Sabia-se que Leopoldina era praticamente o oposto de sua irmã Maria Luísa, que foi entregue pelo pai em casamento a Napoleão. Esta era linda e graciosa. Leopoldina nem tanto.
Ainda assim, outro militar alemão, Carl Seidler, enxergava nela atributos que seu conterrâneo não encontrou. Compareceu a um beija-mão e assim contou o seu encontro com o casal imperial: “Surgiu d. Pedro a conduzir pela mão com galanteria de cavalheiro sua alta esposa. Nunca eu havia visto a imperatriz, mulher divina que todo o Brasil endeusava e que tantas vezes entrara como mediador entre o povo e o imperador. Não se podai desconhecer que era da Casa de Habsburgo. O cabelo louro, ondeado, o olho azul, cismador, a testa alta, sonhadora, o nariz orgulhoso, brandamente curvo, a tez ofuscante de brancura, à qual o clima da terra mal comunicara leve sombra que ainda a embelezava, o rubor suave, mas ético, pousado em suas faces, a encantadora simpatia que falava em todos os seus gestos e palavras, a grande bondade, que, de par com a brandura e a majestade, transluzia de cada um de seus movimentos e que envolvia como uma auréola de glória a sua peregrinação terrena – tudo realçava aquela figura encantadora, era o orgulho e o prazer de um grande império. Jamais mulher exerceu uma impressão sobre mim como esta nesta hora; mal me atrevia a erguer os olhos para ela e, quando se voltou para mim e nossos olhares se encontraram, envergonhei-me como se tivesse cometido algum mal, ou como Adão que estivesse nu no paraíso. Neste momento eu teria dado tudo por uma coroa régia. “Meu marido manda perguntar-lhe se o senhor quer mais alguma coisa dele”, falou-me sorridente, em dialeto austríaco. E que palavras! Que som de voz e os ademanes de que foram acompanhadas. Esta é toda a riqueza que pude trazer do Brasil, o Eldorado de meus desejos. “Meu marido manda perguntar-lhe em que poderá ser-lhe útil”, repetiu ela timidamente.
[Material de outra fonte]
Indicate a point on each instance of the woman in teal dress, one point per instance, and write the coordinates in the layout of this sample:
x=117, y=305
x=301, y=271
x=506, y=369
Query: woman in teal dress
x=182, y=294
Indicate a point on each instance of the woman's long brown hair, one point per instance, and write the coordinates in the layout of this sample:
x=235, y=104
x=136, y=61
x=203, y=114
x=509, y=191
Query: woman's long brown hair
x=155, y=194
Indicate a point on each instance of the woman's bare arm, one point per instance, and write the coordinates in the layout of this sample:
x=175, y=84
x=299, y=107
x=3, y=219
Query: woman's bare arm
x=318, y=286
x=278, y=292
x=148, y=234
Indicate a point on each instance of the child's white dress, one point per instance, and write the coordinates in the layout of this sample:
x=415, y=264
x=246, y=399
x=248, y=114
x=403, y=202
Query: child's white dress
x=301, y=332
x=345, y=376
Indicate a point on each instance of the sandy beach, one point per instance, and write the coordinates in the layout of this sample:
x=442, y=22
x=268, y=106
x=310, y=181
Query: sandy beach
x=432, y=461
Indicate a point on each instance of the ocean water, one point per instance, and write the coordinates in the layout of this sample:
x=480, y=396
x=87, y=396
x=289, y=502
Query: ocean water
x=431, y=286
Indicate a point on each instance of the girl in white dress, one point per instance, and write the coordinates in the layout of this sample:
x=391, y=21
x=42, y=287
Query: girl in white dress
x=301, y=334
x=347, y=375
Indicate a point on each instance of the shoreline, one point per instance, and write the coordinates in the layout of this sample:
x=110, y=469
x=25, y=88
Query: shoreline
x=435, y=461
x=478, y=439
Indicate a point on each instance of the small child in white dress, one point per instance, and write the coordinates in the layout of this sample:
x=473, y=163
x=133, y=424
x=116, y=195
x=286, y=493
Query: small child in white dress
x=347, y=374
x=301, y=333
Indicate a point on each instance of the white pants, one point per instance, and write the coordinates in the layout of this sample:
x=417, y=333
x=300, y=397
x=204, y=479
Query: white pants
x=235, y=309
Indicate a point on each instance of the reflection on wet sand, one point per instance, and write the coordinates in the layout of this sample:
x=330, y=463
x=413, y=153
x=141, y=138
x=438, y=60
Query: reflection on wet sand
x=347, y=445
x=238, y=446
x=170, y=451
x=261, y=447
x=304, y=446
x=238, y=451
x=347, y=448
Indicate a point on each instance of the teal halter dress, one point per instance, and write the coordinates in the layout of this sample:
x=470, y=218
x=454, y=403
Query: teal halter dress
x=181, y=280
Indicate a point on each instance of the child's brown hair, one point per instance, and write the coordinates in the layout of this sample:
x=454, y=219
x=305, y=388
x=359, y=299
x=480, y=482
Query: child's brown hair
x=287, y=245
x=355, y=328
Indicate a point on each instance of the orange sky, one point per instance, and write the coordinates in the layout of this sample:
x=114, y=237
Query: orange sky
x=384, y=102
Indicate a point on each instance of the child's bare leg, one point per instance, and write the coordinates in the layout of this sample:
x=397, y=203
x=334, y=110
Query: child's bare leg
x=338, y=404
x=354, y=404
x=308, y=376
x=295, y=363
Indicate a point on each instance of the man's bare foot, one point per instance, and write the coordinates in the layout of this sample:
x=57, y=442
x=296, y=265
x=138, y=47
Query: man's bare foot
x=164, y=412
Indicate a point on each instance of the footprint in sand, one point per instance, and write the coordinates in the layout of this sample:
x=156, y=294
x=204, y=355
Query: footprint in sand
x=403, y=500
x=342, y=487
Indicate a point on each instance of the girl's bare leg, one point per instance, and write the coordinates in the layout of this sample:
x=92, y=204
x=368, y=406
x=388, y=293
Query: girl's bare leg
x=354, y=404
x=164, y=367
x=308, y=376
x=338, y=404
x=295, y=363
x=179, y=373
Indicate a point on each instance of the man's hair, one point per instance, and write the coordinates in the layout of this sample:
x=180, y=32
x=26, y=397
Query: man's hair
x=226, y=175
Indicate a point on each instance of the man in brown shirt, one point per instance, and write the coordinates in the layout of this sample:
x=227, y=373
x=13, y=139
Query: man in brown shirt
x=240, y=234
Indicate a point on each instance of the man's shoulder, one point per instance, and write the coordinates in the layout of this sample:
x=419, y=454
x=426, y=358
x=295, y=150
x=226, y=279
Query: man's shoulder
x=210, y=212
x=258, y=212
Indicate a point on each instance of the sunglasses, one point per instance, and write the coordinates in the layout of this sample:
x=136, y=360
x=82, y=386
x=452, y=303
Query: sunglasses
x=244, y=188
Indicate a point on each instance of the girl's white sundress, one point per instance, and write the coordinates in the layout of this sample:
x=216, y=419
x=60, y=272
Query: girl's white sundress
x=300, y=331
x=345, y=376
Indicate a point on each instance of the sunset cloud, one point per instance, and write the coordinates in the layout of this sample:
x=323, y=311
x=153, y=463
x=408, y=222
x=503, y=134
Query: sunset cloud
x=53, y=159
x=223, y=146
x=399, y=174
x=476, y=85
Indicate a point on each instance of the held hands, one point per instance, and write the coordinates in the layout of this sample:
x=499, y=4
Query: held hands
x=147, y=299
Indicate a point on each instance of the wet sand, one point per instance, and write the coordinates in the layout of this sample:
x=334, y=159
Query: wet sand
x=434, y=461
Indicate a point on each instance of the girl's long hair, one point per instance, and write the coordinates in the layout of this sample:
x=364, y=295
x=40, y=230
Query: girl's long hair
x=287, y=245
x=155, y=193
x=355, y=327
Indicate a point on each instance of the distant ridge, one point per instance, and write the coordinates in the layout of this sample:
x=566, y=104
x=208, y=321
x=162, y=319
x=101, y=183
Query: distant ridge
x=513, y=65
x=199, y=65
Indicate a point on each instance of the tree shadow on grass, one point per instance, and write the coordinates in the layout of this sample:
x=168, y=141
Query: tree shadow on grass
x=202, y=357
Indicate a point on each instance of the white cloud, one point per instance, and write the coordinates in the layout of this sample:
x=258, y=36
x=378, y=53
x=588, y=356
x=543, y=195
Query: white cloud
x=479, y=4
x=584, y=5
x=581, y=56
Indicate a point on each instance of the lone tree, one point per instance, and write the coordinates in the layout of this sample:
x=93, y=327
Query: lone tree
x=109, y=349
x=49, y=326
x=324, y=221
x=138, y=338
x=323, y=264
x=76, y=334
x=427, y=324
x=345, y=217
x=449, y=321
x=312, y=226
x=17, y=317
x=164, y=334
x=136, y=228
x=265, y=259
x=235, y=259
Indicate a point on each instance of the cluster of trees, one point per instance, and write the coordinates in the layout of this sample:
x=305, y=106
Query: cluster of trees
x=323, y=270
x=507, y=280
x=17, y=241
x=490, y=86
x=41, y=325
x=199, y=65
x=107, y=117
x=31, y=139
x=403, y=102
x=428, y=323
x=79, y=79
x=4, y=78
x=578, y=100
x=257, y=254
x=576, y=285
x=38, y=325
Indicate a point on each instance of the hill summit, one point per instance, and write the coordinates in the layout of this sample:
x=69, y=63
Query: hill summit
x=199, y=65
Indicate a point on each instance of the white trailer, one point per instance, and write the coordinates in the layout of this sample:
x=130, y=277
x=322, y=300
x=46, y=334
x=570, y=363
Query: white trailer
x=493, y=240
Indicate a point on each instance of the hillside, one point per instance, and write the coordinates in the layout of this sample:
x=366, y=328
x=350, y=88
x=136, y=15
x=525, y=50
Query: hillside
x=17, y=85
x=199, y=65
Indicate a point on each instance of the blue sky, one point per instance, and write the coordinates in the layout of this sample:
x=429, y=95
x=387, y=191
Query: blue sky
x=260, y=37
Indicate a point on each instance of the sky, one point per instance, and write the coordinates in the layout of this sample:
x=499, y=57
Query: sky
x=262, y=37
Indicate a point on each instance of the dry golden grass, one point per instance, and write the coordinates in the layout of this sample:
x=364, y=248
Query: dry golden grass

Dois alemães, dois militares, dois perfis antagônicos. É uma demonstração bastante evidente de que o testemunho é falível. Para se aceitar um relato oral, é preciso lembrar que a memorização se vincula a uma série de fatores: a história pessoal do observador, sua experiência em reproduzir, oralmente, aquilo que apreendeu. A capacidade de reter na memória os traços, a possibilidade de se ater a insignificâncias, não à guarda de uma feição humana em sua mente. Compreende-se porque os vetustos processualistas chamavam o testemunho de “a prostituta das provas”.
Mas você, com qual das versões a respeito de D. Leopoldina vai ficar?